Amaro Obsession


Valle d’Aosta

Quart AO

In the last year this amaro from Valle D’Aosta has caught the attention of our friend Joe Bastianich looking always to niche products, with small numbers and a great story. Ebo Lebo amaro is tied to a curious fate that binds it to America and his awakening and the U.S.A. love for this spirits category. In particular, this historic amaro born almost 45 years ago by Lorenzo Ottoz, owner of Laurent Ottoz, the oldest liquor firm of Valle d’Aosta, registered in 1902. «It was the 1973, but for a long time he was planning to produce a liqueur with that double name, Ebo Lebo: said it was beautiful and playing disruptive and unforgettable like “Coca Cola” recall» Ottoz’s relatives, whose brand was purchased a decade ago by Rosset. Bitter that baptism is also causing the DNA of his recipe: Ebo Lebo is the name, in the Gressoney dialect, the base of the mixture, the yarrow, a map in which in ancient times were given property tonic and digestive properties. And just to emphasize the latter, the firm Ottoz creates a claim that will prove to be one of the most persistent ever born in the Valley, ended up as an adhesive on tens of thousands of cars to tourists. Even today, that over 60 who see the bottle read as a jolly mantra the phrase: “By Ebo Lebo is possible to digest also my mother-in-law”. However, it is another claim, oldest because dates back to 1921, that accompanying the Ebo Lebo on the American market: the famous poster with the boy who pees in a pond.
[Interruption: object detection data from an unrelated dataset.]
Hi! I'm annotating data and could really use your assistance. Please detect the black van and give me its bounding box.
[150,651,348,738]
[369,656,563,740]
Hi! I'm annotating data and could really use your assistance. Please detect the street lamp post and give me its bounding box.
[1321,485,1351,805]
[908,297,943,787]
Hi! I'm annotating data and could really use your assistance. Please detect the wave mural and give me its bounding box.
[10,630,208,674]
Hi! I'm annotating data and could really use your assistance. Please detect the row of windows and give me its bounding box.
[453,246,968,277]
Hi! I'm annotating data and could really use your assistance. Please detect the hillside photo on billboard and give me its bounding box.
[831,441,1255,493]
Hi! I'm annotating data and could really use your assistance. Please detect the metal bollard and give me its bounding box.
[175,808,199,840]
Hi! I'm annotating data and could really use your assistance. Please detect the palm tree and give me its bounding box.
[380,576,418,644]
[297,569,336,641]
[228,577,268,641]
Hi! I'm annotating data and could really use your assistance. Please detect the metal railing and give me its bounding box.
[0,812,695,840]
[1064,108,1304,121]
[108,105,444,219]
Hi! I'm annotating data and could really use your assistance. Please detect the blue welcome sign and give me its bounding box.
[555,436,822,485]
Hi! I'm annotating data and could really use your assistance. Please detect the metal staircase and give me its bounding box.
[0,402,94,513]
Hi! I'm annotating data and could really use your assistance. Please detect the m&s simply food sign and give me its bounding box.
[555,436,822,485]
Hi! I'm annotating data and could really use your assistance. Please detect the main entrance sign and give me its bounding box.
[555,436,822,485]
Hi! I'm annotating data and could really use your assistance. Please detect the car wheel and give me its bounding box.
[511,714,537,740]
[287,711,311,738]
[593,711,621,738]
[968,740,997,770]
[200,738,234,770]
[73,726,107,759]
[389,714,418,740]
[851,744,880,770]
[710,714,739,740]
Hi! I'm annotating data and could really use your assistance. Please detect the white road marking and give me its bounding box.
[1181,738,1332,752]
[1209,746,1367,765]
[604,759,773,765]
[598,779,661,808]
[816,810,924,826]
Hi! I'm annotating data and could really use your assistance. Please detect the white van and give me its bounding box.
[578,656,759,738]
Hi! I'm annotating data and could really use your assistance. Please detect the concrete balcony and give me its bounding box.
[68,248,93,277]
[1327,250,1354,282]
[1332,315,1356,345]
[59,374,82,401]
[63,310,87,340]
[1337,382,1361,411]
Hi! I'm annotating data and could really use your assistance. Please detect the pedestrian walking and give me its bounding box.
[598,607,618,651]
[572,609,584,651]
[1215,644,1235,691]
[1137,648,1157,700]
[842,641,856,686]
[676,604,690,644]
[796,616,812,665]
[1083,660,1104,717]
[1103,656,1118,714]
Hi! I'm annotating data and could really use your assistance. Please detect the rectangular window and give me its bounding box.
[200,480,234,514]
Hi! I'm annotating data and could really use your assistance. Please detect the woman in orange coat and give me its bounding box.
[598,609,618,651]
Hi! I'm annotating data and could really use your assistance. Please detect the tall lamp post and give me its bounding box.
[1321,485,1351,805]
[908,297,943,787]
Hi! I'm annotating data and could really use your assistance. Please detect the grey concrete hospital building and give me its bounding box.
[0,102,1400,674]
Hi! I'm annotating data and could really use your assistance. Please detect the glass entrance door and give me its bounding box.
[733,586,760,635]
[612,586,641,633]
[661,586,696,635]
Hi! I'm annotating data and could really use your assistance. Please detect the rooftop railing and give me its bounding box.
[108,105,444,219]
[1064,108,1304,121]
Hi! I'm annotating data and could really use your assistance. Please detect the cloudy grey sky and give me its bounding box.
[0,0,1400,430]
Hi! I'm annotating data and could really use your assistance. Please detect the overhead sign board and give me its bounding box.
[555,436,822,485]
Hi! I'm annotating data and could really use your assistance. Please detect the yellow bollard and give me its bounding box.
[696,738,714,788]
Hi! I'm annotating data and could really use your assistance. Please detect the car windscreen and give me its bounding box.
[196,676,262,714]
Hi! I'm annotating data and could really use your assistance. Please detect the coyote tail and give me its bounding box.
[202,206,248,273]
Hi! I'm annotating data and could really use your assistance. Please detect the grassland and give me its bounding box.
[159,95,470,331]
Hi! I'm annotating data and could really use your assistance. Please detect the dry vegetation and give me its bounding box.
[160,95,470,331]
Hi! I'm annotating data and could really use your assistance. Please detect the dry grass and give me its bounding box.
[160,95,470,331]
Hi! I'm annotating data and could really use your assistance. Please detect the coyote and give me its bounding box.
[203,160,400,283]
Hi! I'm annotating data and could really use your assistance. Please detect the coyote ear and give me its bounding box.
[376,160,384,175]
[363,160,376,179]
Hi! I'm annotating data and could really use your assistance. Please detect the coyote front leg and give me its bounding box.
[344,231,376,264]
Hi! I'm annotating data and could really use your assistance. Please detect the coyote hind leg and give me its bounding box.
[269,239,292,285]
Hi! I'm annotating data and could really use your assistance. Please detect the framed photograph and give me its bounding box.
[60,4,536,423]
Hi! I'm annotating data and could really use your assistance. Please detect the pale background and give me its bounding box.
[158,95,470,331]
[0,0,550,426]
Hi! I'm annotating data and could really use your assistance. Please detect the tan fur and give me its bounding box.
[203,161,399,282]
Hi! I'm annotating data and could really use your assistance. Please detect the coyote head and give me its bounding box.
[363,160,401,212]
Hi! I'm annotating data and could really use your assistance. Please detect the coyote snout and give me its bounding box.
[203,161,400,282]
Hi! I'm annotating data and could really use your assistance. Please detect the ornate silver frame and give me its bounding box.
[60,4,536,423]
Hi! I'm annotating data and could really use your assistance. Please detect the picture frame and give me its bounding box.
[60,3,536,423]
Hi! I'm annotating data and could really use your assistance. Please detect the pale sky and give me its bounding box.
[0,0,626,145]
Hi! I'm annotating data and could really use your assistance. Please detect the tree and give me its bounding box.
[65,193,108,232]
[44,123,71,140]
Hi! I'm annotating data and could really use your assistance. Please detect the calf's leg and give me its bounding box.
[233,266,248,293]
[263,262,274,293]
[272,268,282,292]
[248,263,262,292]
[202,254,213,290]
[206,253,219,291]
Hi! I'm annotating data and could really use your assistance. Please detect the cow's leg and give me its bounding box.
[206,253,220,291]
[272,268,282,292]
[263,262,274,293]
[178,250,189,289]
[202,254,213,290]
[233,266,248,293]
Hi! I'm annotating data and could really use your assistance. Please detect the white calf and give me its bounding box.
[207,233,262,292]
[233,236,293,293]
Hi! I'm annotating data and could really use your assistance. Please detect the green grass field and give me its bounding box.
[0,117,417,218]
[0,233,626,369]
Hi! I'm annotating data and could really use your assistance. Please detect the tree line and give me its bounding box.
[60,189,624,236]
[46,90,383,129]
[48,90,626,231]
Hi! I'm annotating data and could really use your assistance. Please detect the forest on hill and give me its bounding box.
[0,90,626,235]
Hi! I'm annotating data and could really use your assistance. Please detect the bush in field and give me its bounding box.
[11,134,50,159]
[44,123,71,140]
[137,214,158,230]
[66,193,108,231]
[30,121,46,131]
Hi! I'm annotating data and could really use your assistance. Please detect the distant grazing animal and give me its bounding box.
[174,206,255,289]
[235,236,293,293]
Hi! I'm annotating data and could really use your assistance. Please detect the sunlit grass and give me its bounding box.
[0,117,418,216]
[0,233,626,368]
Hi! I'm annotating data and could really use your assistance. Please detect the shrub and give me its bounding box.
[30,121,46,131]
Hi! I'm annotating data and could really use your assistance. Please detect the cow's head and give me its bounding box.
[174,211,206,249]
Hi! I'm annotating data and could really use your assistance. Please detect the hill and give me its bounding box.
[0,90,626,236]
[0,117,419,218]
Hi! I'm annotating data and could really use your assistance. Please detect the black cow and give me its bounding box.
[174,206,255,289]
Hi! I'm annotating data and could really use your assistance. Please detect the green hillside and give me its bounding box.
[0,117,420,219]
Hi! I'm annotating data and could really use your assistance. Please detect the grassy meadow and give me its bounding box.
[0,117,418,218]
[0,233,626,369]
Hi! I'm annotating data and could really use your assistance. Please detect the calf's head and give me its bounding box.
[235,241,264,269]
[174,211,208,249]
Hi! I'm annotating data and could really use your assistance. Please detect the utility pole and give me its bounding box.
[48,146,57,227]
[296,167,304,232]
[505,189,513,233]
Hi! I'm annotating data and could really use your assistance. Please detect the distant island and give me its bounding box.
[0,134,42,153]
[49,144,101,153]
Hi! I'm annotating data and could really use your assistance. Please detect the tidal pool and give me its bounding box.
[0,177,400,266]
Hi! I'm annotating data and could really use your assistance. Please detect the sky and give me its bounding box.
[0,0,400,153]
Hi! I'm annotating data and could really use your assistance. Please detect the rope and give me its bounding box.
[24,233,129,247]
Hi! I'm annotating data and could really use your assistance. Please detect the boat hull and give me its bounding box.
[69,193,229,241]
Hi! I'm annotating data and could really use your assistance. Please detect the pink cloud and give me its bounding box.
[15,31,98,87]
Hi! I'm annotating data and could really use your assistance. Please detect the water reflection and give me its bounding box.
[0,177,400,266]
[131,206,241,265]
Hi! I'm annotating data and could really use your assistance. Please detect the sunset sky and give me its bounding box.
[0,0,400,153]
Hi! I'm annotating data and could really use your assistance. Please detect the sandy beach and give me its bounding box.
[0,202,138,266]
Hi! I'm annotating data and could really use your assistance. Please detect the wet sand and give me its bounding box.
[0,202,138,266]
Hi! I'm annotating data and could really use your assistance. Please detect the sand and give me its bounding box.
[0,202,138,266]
Underneath reads: “non bevete mai acqua“, become to the U.S. “never drink water” that Joe Bastianich has worshipped for this launch. Ebo Lebo is a wonderfully amaro classifiable as alpine where an herbaceous taste invades the palate and where the host is a plant that grows in these valleys: the yarrow, with which achilles, edited the wounds of his comrades-in-arms during the legendary Battle of Troy, connoisseur of the healing properties of this aromatic perennial plant. An amaro with the classic caramel color, limpid in its density, wraps the nose with an intense scent of alpine herbs that helps to remember the mountain. In the mouth it persists and its bitter taste fills and degreases the palate. Great as a digestive after a meal, fantastic on the rocks or with a splash of water to open its flavor, perfect mixing to replace a Chartreuse and give character to a Last Word Cocktail or to improve and give depth to a Ramos Gin Fizz.